Japan’s exports missed estimates in April and the trade deficit swelled, highlighting weakness in global demand that may weigh on efforts to revive the world’s third-biggest economy.
Overseas shipments rose 3.8 percent from a year earlier, the Finance Ministry said in Tokyo today. That was less than the median 5.4 percent estimate of 26 economists surveyed by Bloomberg News. The trade shortfall widened to 879.9 billion yen ($8.6 billion), the most for the month of April since at least 1979, according to the government.
While the yen’s slide to the lowest in four years last week will aid Japanese companies by making their products more competitive in overseas markets, today’s data showed that limited demand in the European Union is constraining exports. The latest numbers also showed the cost of a weak currency, as higher import costs drove a 10th straight trade deficit.
“Exports didn’t regain as much momentum as we expected, even with a weakening yen,” Yuichiro Nagai, an economist at Barclays Plc in Tokyo said. “Japan’s trade balance will be stuck in the red at least until fiscal 2015.”
The Japanese currency was at 102.59 per dollar at 9:49 a.m. in Tokyo after touching 103.31 last week. The Topix Index (TPX) rose to a 4 1/2-year high.

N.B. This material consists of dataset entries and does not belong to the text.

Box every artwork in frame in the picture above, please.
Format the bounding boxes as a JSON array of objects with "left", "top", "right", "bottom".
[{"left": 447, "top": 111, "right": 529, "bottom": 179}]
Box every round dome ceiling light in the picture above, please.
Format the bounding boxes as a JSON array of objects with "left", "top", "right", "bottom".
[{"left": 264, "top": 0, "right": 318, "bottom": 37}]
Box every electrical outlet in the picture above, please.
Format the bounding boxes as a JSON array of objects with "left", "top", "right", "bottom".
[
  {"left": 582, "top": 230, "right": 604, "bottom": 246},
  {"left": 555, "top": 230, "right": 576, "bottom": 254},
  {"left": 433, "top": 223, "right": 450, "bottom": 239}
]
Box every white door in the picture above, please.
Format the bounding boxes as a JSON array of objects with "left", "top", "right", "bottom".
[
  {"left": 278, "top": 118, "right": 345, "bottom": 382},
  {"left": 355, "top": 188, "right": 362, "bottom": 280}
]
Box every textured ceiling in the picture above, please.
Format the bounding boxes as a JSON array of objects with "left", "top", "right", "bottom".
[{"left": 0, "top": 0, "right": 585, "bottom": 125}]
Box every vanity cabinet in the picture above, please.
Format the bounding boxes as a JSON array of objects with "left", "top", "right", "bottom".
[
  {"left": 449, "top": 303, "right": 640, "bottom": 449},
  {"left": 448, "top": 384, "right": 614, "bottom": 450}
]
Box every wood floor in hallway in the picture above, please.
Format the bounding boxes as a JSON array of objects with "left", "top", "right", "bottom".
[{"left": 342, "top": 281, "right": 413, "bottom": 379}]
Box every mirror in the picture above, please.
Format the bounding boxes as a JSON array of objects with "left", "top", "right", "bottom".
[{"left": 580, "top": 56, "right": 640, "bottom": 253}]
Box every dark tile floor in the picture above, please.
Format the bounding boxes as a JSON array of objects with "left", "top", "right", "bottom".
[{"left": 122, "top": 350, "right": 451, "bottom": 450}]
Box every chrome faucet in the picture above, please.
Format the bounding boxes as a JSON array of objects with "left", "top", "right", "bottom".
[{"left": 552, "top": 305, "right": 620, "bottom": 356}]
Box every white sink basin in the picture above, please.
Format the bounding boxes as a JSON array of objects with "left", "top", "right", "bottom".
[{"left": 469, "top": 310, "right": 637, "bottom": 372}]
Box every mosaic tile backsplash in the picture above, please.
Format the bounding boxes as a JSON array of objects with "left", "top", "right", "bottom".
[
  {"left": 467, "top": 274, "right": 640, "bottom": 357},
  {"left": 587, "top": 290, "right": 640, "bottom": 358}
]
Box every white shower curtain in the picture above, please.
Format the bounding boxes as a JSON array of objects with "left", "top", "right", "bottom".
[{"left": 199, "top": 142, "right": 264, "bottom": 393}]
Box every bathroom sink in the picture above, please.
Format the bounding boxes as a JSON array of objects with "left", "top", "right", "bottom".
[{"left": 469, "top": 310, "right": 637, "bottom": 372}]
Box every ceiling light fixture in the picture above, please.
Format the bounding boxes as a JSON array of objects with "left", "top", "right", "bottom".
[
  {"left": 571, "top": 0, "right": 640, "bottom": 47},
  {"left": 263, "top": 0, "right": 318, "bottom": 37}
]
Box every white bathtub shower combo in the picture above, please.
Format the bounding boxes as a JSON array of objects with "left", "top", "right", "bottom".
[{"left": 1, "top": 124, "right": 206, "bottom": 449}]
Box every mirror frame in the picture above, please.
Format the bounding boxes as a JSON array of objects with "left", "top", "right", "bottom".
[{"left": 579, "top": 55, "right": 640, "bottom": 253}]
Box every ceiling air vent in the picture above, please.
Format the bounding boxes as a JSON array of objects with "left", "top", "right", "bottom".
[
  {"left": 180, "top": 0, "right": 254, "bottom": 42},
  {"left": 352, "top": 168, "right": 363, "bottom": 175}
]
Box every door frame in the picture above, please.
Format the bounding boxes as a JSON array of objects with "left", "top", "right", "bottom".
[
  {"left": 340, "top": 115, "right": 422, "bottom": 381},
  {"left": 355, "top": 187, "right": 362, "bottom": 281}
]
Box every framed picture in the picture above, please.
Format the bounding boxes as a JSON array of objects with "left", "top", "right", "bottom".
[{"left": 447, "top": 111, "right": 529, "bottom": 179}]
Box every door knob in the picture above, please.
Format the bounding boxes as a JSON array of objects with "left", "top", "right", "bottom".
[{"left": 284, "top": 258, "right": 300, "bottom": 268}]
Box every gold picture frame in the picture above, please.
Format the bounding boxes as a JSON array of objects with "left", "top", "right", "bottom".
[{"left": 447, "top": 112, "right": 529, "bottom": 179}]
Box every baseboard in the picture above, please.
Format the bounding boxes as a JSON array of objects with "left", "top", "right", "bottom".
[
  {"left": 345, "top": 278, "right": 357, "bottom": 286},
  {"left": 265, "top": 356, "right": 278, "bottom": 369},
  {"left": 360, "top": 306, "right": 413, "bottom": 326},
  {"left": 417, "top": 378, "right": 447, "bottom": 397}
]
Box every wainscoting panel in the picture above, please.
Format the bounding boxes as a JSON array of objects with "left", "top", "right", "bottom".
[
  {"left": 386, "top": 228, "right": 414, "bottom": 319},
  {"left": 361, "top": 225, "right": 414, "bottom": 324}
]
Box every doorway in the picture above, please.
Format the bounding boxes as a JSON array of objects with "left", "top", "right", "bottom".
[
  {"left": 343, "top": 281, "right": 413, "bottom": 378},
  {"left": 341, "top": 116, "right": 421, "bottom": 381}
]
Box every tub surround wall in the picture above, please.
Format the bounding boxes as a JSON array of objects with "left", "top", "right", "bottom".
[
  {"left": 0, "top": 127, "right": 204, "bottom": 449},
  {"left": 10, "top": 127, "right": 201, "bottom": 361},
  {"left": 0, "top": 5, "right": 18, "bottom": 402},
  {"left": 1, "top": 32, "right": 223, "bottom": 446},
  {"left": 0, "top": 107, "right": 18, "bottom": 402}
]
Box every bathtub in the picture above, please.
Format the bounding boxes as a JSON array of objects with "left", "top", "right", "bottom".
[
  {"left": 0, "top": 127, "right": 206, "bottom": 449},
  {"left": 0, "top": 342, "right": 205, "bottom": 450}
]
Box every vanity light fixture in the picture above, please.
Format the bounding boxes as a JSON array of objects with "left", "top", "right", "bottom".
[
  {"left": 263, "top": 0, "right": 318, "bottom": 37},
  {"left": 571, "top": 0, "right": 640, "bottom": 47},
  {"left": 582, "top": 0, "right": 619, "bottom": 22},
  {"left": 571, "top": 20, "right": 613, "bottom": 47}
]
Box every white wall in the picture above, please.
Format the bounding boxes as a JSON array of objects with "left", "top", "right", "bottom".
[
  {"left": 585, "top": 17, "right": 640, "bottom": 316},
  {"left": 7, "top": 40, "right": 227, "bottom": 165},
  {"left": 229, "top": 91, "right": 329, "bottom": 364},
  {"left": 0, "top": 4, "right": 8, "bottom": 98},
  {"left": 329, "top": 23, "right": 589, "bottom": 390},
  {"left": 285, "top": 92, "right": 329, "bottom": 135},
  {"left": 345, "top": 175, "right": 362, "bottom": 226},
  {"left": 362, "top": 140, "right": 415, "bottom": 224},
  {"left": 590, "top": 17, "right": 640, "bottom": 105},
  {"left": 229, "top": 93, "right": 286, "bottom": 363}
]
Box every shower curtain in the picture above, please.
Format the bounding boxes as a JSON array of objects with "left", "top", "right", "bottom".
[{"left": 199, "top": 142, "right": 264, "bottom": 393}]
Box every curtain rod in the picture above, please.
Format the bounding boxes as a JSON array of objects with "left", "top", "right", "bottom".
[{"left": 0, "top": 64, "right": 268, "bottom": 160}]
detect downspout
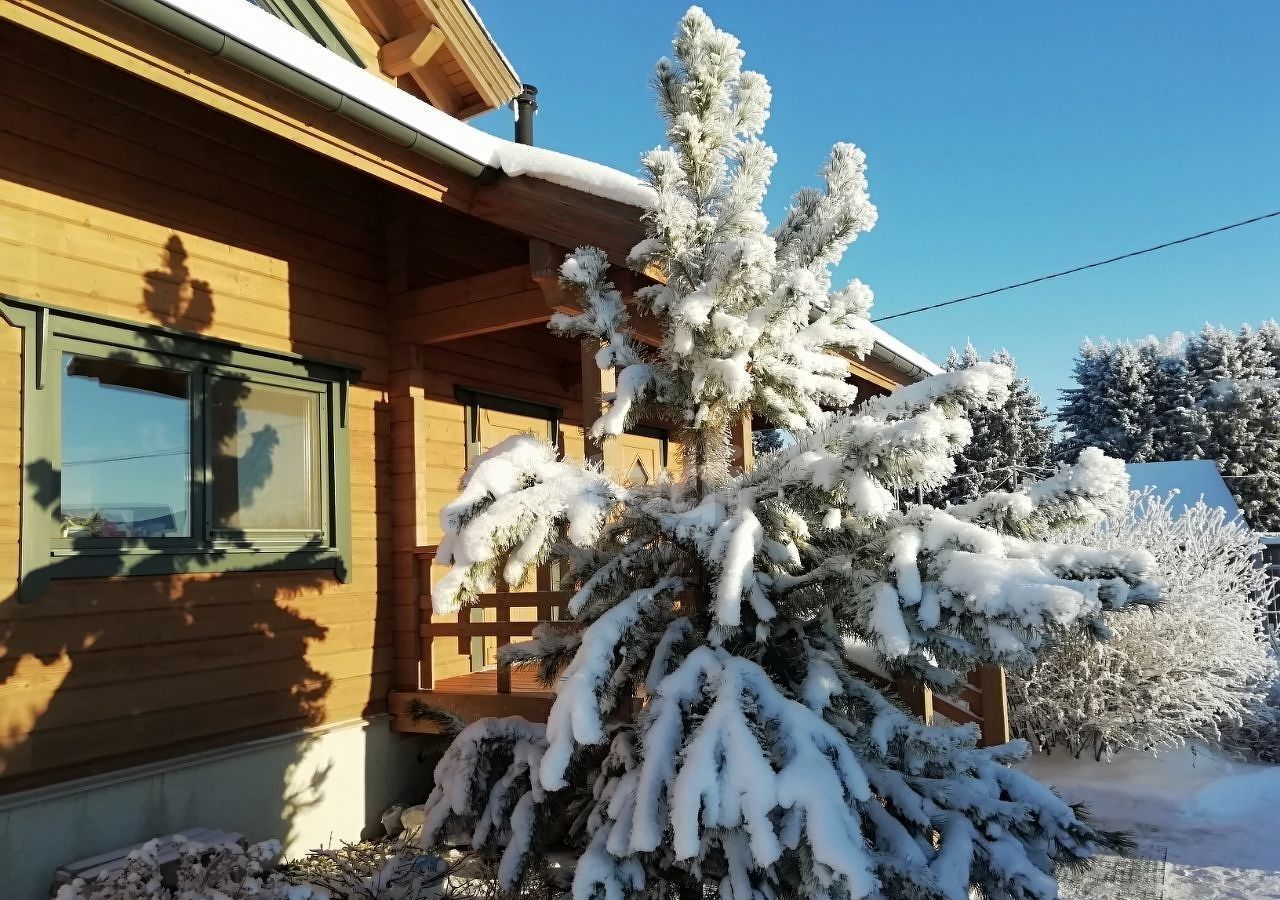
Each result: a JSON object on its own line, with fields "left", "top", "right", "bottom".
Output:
{"left": 103, "top": 0, "right": 504, "bottom": 181}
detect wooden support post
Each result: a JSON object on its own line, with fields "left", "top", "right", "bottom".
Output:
{"left": 390, "top": 343, "right": 433, "bottom": 690}
{"left": 975, "top": 665, "right": 1011, "bottom": 747}
{"left": 495, "top": 600, "right": 512, "bottom": 694}
{"left": 897, "top": 676, "right": 934, "bottom": 725}
{"left": 387, "top": 188, "right": 436, "bottom": 692}
{"left": 730, "top": 408, "right": 754, "bottom": 474}
{"left": 581, "top": 342, "right": 624, "bottom": 476}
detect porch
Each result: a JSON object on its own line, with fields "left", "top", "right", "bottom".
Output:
{"left": 380, "top": 223, "right": 1007, "bottom": 745}
{"left": 389, "top": 545, "right": 565, "bottom": 732}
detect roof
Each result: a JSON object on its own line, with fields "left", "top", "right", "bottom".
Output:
{"left": 147, "top": 0, "right": 939, "bottom": 381}
{"left": 864, "top": 322, "right": 943, "bottom": 377}
{"left": 1125, "top": 460, "right": 1244, "bottom": 523}
{"left": 149, "top": 0, "right": 652, "bottom": 203}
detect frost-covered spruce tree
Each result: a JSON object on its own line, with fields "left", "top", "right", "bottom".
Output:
{"left": 1146, "top": 333, "right": 1207, "bottom": 462}
{"left": 1056, "top": 340, "right": 1111, "bottom": 461}
{"left": 417, "top": 9, "right": 1159, "bottom": 899}
{"left": 1058, "top": 340, "right": 1164, "bottom": 464}
{"left": 925, "top": 345, "right": 1053, "bottom": 506}
{"left": 1188, "top": 324, "right": 1280, "bottom": 531}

Steelmakers gained 15 percent in the past four trading days, the most among the 33 Topix industry groups after Prime Minister Shinzo Abe vowed to boost infrastructure exports.
Bank of Japan officials are meeting today to set monetary policy, with analysts forecasting that they will stick with a plan for unprecedented easing unveiled in April.
Exports to the European Union fell 3.5 percent from a year earlier, dropping for a 19th month, while those to the U.S. jumped 15 percent. Shipments to China rose 0.3 percent, indicating that demand may be stabilising after past declines.